Information about the author:
Sergey R. Fedyakin
Sergey R. Fedyakin, PhD in Philology, Associate Professor, Maxim Gorky Institute of Literature and Creative Writing, Tverskoy bd, 25, 123104 Moscow, Russia.
ORCID ID: https://orcid.org/0000-0002-8900-7967
Email:
Abstract:
The appearance of A.A. Blok’s poem “The Petrograd sky was blurred by rain...” was preceded by his meeting with L.M. Delmas, the lyrics dedicated to her, the beginning of the First World War, the solar eclipse in August 1914 and the renaming of St. Petersburg to Petrograd. Working in the Committee for Assistance to Families of Reserve Troops, preparing a volume of poems by Apollon Grigoriev for publication and seeing off echelons to the war, where his stepfather, the lieutenant general, and his wife, as a nurse, went — such was the life of A. Blok after the beginning of the war. The poem reflects the impressions of the echelon’s departure from Peterhof, where Blok’s mother lived, but in the poem the sky is called “Petrograd sky”, which expands the space of the city and, at the same time, reflects a certain moment in Russian history.

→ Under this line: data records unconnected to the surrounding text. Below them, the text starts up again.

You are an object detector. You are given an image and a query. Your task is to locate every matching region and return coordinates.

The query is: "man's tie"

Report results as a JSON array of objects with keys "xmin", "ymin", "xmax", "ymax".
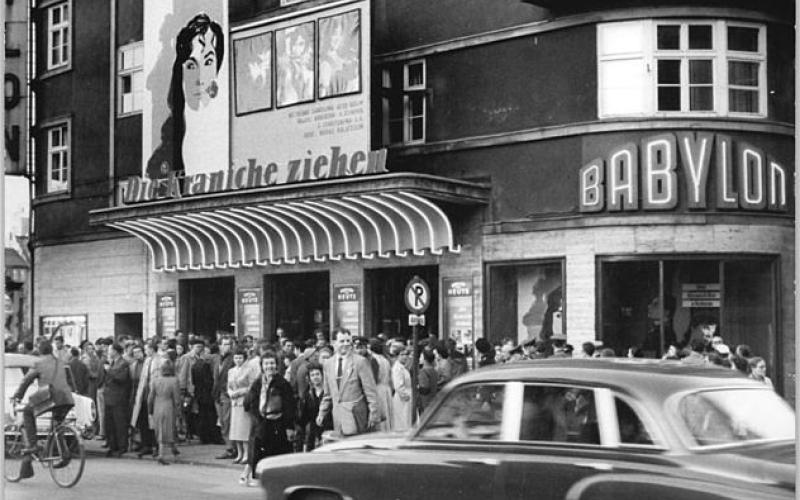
[{"xmin": 337, "ymin": 357, "xmax": 343, "ymax": 388}]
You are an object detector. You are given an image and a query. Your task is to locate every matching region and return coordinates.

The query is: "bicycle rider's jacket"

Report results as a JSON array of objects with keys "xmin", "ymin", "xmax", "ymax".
[{"xmin": 14, "ymin": 354, "xmax": 75, "ymax": 409}]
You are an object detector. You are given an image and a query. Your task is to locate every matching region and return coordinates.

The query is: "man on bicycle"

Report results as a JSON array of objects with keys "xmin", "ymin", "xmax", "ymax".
[{"xmin": 12, "ymin": 339, "xmax": 75, "ymax": 479}]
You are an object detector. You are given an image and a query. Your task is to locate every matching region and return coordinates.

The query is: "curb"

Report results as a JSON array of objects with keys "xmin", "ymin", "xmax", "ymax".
[{"xmin": 84, "ymin": 448, "xmax": 242, "ymax": 470}]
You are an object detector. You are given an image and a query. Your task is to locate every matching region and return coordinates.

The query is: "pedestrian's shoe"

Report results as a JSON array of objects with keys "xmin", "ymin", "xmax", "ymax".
[
  {"xmin": 19, "ymin": 459, "xmax": 34, "ymax": 479},
  {"xmin": 137, "ymin": 448, "xmax": 153, "ymax": 458},
  {"xmin": 171, "ymin": 445, "xmax": 180, "ymax": 456},
  {"xmin": 215, "ymin": 450, "xmax": 236, "ymax": 459},
  {"xmin": 105, "ymin": 449, "xmax": 116, "ymax": 458},
  {"xmin": 157, "ymin": 457, "xmax": 170, "ymax": 466}
]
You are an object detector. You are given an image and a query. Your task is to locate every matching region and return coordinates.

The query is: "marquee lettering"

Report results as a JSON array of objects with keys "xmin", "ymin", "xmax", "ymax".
[
  {"xmin": 122, "ymin": 147, "xmax": 388, "ymax": 204},
  {"xmin": 579, "ymin": 132, "xmax": 789, "ymax": 213}
]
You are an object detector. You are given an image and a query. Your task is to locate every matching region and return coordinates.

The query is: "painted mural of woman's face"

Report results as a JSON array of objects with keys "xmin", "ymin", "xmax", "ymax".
[{"xmin": 183, "ymin": 29, "xmax": 219, "ymax": 111}]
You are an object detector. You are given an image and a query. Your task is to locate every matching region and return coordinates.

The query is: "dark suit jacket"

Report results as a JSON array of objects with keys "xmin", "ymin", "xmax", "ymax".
[
  {"xmin": 212, "ymin": 352, "xmax": 234, "ymax": 401},
  {"xmin": 14, "ymin": 354, "xmax": 74, "ymax": 408},
  {"xmin": 244, "ymin": 375, "xmax": 296, "ymax": 436},
  {"xmin": 103, "ymin": 358, "xmax": 132, "ymax": 407},
  {"xmin": 68, "ymin": 357, "xmax": 90, "ymax": 396}
]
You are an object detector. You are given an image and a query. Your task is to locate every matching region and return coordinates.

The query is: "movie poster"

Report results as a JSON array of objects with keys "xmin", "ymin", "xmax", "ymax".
[{"xmin": 142, "ymin": 0, "xmax": 229, "ymax": 179}]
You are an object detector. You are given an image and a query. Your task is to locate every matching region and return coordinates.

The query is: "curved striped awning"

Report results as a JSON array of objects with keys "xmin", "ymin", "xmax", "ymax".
[{"xmin": 107, "ymin": 191, "xmax": 460, "ymax": 272}]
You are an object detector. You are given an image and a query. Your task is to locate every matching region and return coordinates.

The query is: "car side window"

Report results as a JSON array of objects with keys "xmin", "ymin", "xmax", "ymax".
[
  {"xmin": 519, "ymin": 385, "xmax": 599, "ymax": 444},
  {"xmin": 615, "ymin": 397, "xmax": 654, "ymax": 445},
  {"xmin": 417, "ymin": 384, "xmax": 506, "ymax": 441}
]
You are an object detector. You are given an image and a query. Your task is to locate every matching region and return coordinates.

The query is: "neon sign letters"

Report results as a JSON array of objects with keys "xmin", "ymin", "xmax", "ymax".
[{"xmin": 579, "ymin": 133, "xmax": 788, "ymax": 213}]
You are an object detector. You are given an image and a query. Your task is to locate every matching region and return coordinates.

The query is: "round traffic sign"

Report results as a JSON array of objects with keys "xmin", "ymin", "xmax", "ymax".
[{"xmin": 404, "ymin": 276, "xmax": 431, "ymax": 314}]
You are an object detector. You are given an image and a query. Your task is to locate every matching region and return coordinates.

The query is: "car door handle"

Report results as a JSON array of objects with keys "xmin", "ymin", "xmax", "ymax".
[
  {"xmin": 574, "ymin": 462, "xmax": 614, "ymax": 471},
  {"xmin": 465, "ymin": 458, "xmax": 500, "ymax": 466}
]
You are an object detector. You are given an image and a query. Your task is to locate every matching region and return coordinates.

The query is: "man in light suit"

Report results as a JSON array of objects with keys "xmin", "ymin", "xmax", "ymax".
[{"xmin": 316, "ymin": 329, "xmax": 379, "ymax": 437}]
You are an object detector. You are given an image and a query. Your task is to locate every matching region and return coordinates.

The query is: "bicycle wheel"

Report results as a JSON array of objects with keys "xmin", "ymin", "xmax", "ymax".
[
  {"xmin": 46, "ymin": 424, "xmax": 85, "ymax": 488},
  {"xmin": 4, "ymin": 423, "xmax": 26, "ymax": 482}
]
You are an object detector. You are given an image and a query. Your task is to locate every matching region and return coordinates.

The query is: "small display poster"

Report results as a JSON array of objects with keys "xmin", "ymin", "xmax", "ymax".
[
  {"xmin": 237, "ymin": 287, "xmax": 263, "ymax": 338},
  {"xmin": 682, "ymin": 283, "xmax": 721, "ymax": 308},
  {"xmin": 443, "ymin": 278, "xmax": 474, "ymax": 349},
  {"xmin": 156, "ymin": 292, "xmax": 177, "ymax": 338},
  {"xmin": 40, "ymin": 315, "xmax": 88, "ymax": 347},
  {"xmin": 333, "ymin": 284, "xmax": 360, "ymax": 336}
]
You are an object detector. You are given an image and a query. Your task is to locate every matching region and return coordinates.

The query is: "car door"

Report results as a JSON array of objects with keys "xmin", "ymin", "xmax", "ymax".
[{"xmin": 381, "ymin": 381, "xmax": 513, "ymax": 500}]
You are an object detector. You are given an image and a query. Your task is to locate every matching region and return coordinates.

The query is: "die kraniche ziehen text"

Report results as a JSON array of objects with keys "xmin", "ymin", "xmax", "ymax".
[{"xmin": 122, "ymin": 147, "xmax": 387, "ymax": 204}]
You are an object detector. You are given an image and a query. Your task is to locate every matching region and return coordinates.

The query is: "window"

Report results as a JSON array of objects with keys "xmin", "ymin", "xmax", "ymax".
[
  {"xmin": 615, "ymin": 398, "xmax": 654, "ymax": 445},
  {"xmin": 417, "ymin": 384, "xmax": 506, "ymax": 441},
  {"xmin": 118, "ymin": 43, "xmax": 144, "ymax": 115},
  {"xmin": 597, "ymin": 256, "xmax": 777, "ymax": 362},
  {"xmin": 45, "ymin": 122, "xmax": 69, "ymax": 193},
  {"xmin": 487, "ymin": 261, "xmax": 564, "ymax": 348},
  {"xmin": 46, "ymin": 2, "xmax": 70, "ymax": 70},
  {"xmin": 519, "ymin": 385, "xmax": 599, "ymax": 444},
  {"xmin": 598, "ymin": 20, "xmax": 766, "ymax": 117},
  {"xmin": 381, "ymin": 60, "xmax": 427, "ymax": 145}
]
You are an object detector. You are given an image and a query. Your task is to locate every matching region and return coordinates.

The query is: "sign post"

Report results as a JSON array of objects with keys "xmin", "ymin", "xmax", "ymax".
[{"xmin": 404, "ymin": 276, "xmax": 430, "ymax": 423}]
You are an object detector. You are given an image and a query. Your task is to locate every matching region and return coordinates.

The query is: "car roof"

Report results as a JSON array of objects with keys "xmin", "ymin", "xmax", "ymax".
[
  {"xmin": 4, "ymin": 353, "xmax": 38, "ymax": 368},
  {"xmin": 453, "ymin": 358, "xmax": 761, "ymax": 397}
]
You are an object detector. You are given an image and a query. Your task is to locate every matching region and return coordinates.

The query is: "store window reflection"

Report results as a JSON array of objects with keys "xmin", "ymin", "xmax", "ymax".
[
  {"xmin": 488, "ymin": 261, "xmax": 564, "ymax": 346},
  {"xmin": 599, "ymin": 256, "xmax": 777, "ymax": 371}
]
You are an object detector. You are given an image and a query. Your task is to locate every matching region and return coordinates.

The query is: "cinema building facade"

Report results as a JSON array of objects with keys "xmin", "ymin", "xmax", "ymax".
[{"xmin": 32, "ymin": 0, "xmax": 794, "ymax": 394}]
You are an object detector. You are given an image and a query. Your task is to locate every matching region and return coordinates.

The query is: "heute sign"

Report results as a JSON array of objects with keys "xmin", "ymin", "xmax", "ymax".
[{"xmin": 579, "ymin": 132, "xmax": 789, "ymax": 213}]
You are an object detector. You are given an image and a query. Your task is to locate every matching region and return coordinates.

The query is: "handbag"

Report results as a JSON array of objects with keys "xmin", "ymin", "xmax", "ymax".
[
  {"xmin": 28, "ymin": 357, "xmax": 61, "ymax": 416},
  {"xmin": 29, "ymin": 384, "xmax": 56, "ymax": 416}
]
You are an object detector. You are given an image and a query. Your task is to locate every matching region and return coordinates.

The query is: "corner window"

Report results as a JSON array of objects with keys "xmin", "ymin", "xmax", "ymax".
[
  {"xmin": 381, "ymin": 60, "xmax": 427, "ymax": 145},
  {"xmin": 118, "ymin": 43, "xmax": 144, "ymax": 115},
  {"xmin": 46, "ymin": 2, "xmax": 71, "ymax": 71},
  {"xmin": 597, "ymin": 256, "xmax": 777, "ymax": 363},
  {"xmin": 487, "ymin": 260, "xmax": 565, "ymax": 349},
  {"xmin": 45, "ymin": 122, "xmax": 70, "ymax": 194},
  {"xmin": 598, "ymin": 20, "xmax": 766, "ymax": 118}
]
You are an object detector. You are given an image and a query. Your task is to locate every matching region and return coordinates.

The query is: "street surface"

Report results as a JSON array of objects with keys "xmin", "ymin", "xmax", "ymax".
[{"xmin": 3, "ymin": 456, "xmax": 263, "ymax": 500}]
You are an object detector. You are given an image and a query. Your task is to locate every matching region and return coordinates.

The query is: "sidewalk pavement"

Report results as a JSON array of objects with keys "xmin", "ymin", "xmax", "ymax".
[{"xmin": 83, "ymin": 437, "xmax": 244, "ymax": 470}]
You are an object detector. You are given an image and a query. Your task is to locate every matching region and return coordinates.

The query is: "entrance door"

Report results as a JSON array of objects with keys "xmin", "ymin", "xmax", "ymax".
[
  {"xmin": 366, "ymin": 266, "xmax": 438, "ymax": 341},
  {"xmin": 265, "ymin": 272, "xmax": 330, "ymax": 343},
  {"xmin": 179, "ymin": 277, "xmax": 235, "ymax": 339}
]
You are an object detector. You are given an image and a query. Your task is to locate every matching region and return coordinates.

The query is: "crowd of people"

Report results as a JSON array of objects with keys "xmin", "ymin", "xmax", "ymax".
[{"xmin": 6, "ymin": 321, "xmax": 774, "ymax": 486}]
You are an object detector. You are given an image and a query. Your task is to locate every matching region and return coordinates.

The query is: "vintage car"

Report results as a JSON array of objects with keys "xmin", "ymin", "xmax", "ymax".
[
  {"xmin": 256, "ymin": 358, "xmax": 795, "ymax": 500},
  {"xmin": 4, "ymin": 353, "xmax": 96, "ymax": 439}
]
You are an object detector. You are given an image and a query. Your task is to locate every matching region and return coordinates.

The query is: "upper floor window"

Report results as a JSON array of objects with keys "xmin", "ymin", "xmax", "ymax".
[
  {"xmin": 46, "ymin": 122, "xmax": 70, "ymax": 194},
  {"xmin": 46, "ymin": 2, "xmax": 71, "ymax": 70},
  {"xmin": 118, "ymin": 43, "xmax": 144, "ymax": 116},
  {"xmin": 381, "ymin": 60, "xmax": 427, "ymax": 145},
  {"xmin": 598, "ymin": 20, "xmax": 766, "ymax": 118}
]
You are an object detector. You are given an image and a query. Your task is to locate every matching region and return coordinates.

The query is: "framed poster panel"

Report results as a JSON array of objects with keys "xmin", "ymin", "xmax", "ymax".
[
  {"xmin": 234, "ymin": 32, "xmax": 273, "ymax": 116},
  {"xmin": 333, "ymin": 284, "xmax": 360, "ymax": 336},
  {"xmin": 238, "ymin": 287, "xmax": 263, "ymax": 338},
  {"xmin": 275, "ymin": 22, "xmax": 315, "ymax": 108},
  {"xmin": 40, "ymin": 315, "xmax": 88, "ymax": 347},
  {"xmin": 156, "ymin": 292, "xmax": 177, "ymax": 338},
  {"xmin": 442, "ymin": 278, "xmax": 474, "ymax": 349},
  {"xmin": 317, "ymin": 9, "xmax": 361, "ymax": 99}
]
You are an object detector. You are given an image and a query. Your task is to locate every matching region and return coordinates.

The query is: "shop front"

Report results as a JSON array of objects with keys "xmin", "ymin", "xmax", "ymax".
[{"xmin": 483, "ymin": 127, "xmax": 793, "ymax": 391}]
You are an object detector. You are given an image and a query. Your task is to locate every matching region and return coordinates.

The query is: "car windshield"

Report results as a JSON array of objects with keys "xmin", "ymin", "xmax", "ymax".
[{"xmin": 677, "ymin": 388, "xmax": 795, "ymax": 447}]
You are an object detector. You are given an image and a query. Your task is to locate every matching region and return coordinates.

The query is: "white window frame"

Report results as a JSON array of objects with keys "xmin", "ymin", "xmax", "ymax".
[
  {"xmin": 45, "ymin": 121, "xmax": 70, "ymax": 194},
  {"xmin": 46, "ymin": 1, "xmax": 71, "ymax": 71},
  {"xmin": 117, "ymin": 42, "xmax": 144, "ymax": 116},
  {"xmin": 598, "ymin": 20, "xmax": 766, "ymax": 118},
  {"xmin": 403, "ymin": 60, "xmax": 427, "ymax": 144}
]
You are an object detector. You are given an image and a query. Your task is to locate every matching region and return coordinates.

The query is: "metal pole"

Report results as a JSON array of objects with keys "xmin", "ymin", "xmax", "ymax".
[
  {"xmin": 1, "ymin": 1, "xmax": 8, "ymax": 473},
  {"xmin": 411, "ymin": 322, "xmax": 419, "ymax": 423},
  {"xmin": 794, "ymin": 0, "xmax": 799, "ymax": 489}
]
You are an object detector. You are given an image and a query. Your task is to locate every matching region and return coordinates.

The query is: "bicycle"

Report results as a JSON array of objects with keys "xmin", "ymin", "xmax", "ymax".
[{"xmin": 4, "ymin": 401, "xmax": 86, "ymax": 487}]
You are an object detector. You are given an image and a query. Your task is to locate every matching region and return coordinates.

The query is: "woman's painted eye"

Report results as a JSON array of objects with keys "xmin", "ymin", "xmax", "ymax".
[{"xmin": 185, "ymin": 61, "xmax": 197, "ymax": 70}]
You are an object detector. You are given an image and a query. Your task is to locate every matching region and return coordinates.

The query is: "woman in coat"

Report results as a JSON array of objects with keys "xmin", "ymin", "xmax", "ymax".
[
  {"xmin": 227, "ymin": 347, "xmax": 251, "ymax": 465},
  {"xmin": 391, "ymin": 348, "xmax": 413, "ymax": 431},
  {"xmin": 242, "ymin": 350, "xmax": 295, "ymax": 487},
  {"xmin": 148, "ymin": 359, "xmax": 180, "ymax": 465},
  {"xmin": 369, "ymin": 339, "xmax": 394, "ymax": 431}
]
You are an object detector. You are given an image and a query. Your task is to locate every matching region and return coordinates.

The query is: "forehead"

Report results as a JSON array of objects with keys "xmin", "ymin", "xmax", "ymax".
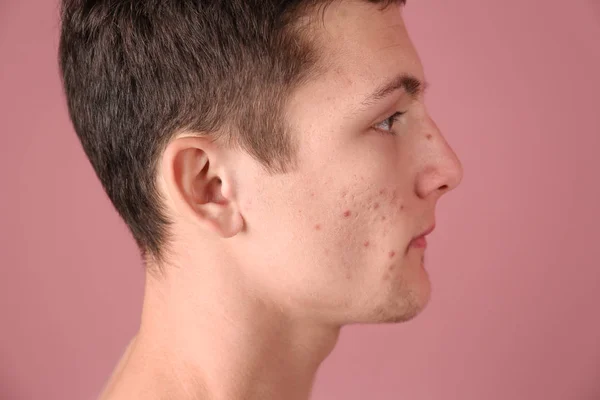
[
  {"xmin": 290, "ymin": 1, "xmax": 424, "ymax": 115},
  {"xmin": 320, "ymin": 2, "xmax": 421, "ymax": 80}
]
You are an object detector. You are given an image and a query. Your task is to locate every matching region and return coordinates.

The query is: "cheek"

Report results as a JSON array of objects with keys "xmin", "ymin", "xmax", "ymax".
[
  {"xmin": 293, "ymin": 187, "xmax": 364, "ymax": 268},
  {"xmin": 312, "ymin": 184, "xmax": 408, "ymax": 261},
  {"xmin": 376, "ymin": 188, "xmax": 407, "ymax": 238},
  {"xmin": 352, "ymin": 186, "xmax": 407, "ymax": 232}
]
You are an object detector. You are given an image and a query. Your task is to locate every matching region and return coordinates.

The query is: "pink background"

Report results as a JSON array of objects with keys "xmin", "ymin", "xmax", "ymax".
[{"xmin": 1, "ymin": 0, "xmax": 599, "ymax": 399}]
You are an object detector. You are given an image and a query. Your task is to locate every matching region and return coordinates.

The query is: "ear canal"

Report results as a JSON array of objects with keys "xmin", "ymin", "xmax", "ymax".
[{"xmin": 206, "ymin": 177, "xmax": 226, "ymax": 205}]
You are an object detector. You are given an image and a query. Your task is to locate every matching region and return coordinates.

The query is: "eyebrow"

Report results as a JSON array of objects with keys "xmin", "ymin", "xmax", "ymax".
[{"xmin": 360, "ymin": 73, "xmax": 428, "ymax": 109}]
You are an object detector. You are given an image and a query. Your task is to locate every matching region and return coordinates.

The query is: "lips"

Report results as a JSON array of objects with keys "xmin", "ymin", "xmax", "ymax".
[
  {"xmin": 410, "ymin": 236, "xmax": 428, "ymax": 248},
  {"xmin": 416, "ymin": 224, "xmax": 436, "ymax": 239},
  {"xmin": 409, "ymin": 223, "xmax": 435, "ymax": 249}
]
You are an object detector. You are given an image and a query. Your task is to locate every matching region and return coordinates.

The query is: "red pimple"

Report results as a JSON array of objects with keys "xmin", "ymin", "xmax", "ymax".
[
  {"xmin": 381, "ymin": 216, "xmax": 386, "ymax": 221},
  {"xmin": 389, "ymin": 251, "xmax": 396, "ymax": 258},
  {"xmin": 315, "ymin": 224, "xmax": 321, "ymax": 231},
  {"xmin": 379, "ymin": 189, "xmax": 386, "ymax": 195},
  {"xmin": 343, "ymin": 210, "xmax": 352, "ymax": 217},
  {"xmin": 400, "ymin": 204, "xmax": 405, "ymax": 210},
  {"xmin": 374, "ymin": 202, "xmax": 380, "ymax": 209},
  {"xmin": 364, "ymin": 241, "xmax": 370, "ymax": 247}
]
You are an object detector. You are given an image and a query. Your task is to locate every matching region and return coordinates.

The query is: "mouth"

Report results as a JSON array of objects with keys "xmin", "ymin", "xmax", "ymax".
[{"xmin": 409, "ymin": 224, "xmax": 436, "ymax": 249}]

The analysis of the poem traces the edits in the text that were made in September 1914, and after the publication of the book “Poems about Russia”, which included this poem. The changes in the text made it possible to strengthen the sense of the historical turning point that occurred with Russia’s entry into the war. The fourth verse plays an important role in understanding the poem, where the poet managed to convey both modernity and a sense of the inevitable future. As a result of working on the text, Blok’s poem, on the one hand, reflected a moment of history and, on the other, became a word about the fate of Russia.